Spatially resolved proteomics to identify cellular communication networks in pancreatic cancer (#211)

Clara Kosasih 1 , Claire Marceaux 1 , Belinda Lee 1 , Ka Yee Fung 1 , Adele Preaudet 1 , Michael Griffin 2 , Peter Gibbs 1 , Sean Grimmond 3 , Marie-Liesse Asselin-Labat 1 , Tracy Putoczki 1
  1. Walter and Eliza Hall Institute of Medical Research, Parkville, VIC, Australia
  2. Department of Biochemistry and Molecular Biology, Bio21 Molecular Science and Biotechnology Institute, University of Melbourne, Melbourne, VIC, Australia
  3. Centre for Cancer Research, University of Melbourne, Melbourne, VIC, Australia

The incidence of pancreatic cancer is increasing in Australia. This is alarming, as pancreatic cancer continues to be recalcitrant to therapeutic interventions, reflected in a 5-year survival rate of less than 12%. The development of successful new therapies has been fundamentally limited by the inadequate understanding of the complex interactions that occur between pancreatic cancer cells and their environment.

Pancreatic cancer is associated with chronic inflammation resulting from dysregulated activation of the innate and adaptive arms of the immune system in the pancreas, which invariably leads to an immunosuppressive environment allowing for tumour immune escape. Adaptive immune checkpoint inhibitors have proven ineffective in pancreatic cancer, despite these immunotherapies providing unprecedented survival benefits in other cancers.

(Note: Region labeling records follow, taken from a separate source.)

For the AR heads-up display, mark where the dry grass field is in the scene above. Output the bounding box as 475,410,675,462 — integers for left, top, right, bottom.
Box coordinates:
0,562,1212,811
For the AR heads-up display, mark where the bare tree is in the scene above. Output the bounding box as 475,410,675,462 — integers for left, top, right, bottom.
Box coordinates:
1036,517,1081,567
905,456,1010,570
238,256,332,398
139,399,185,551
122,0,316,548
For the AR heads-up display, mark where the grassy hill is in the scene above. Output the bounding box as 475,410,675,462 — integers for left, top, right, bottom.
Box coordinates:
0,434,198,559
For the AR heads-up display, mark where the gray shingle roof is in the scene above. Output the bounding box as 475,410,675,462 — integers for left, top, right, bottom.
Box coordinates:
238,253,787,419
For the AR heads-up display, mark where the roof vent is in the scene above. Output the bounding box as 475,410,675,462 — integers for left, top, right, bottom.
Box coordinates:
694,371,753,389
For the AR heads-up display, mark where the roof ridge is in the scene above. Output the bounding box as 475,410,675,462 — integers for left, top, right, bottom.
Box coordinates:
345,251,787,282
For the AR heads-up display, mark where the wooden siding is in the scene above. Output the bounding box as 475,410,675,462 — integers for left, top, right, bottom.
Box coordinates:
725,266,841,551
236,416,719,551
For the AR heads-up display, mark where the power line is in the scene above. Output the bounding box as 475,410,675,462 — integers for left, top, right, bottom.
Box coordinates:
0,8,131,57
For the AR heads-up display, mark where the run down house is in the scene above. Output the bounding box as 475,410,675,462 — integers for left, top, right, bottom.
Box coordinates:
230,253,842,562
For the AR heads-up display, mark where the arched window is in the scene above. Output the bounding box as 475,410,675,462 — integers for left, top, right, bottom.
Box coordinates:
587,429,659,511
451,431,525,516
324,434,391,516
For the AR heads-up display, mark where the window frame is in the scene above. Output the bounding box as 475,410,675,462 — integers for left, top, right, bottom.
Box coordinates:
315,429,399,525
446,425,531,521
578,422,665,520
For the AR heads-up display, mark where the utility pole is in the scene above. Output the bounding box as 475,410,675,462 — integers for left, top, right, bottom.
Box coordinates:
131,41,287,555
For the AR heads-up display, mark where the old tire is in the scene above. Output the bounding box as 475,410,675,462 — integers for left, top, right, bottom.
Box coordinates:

We aim to generate a detailed phenotypic and spatial analysis of the communication networks within the stromal microenvironment of pancreatic cancer using the MIBIscope multiplexed tissue imaging platform. We will determine prognostic associations by extracting details on the patient treatment response from our unique PURPLE translational registry, with a focus on comparison of differences in the tumour microenvironment between chemotherapy resistant patients and responsive patients. Our results will be integrated with additional bulk and single-cell multi-omics data-sets on matched tissue samples. Our objective is to enable the discovery and development of molecular-targeted biomarkers and treatment strategies.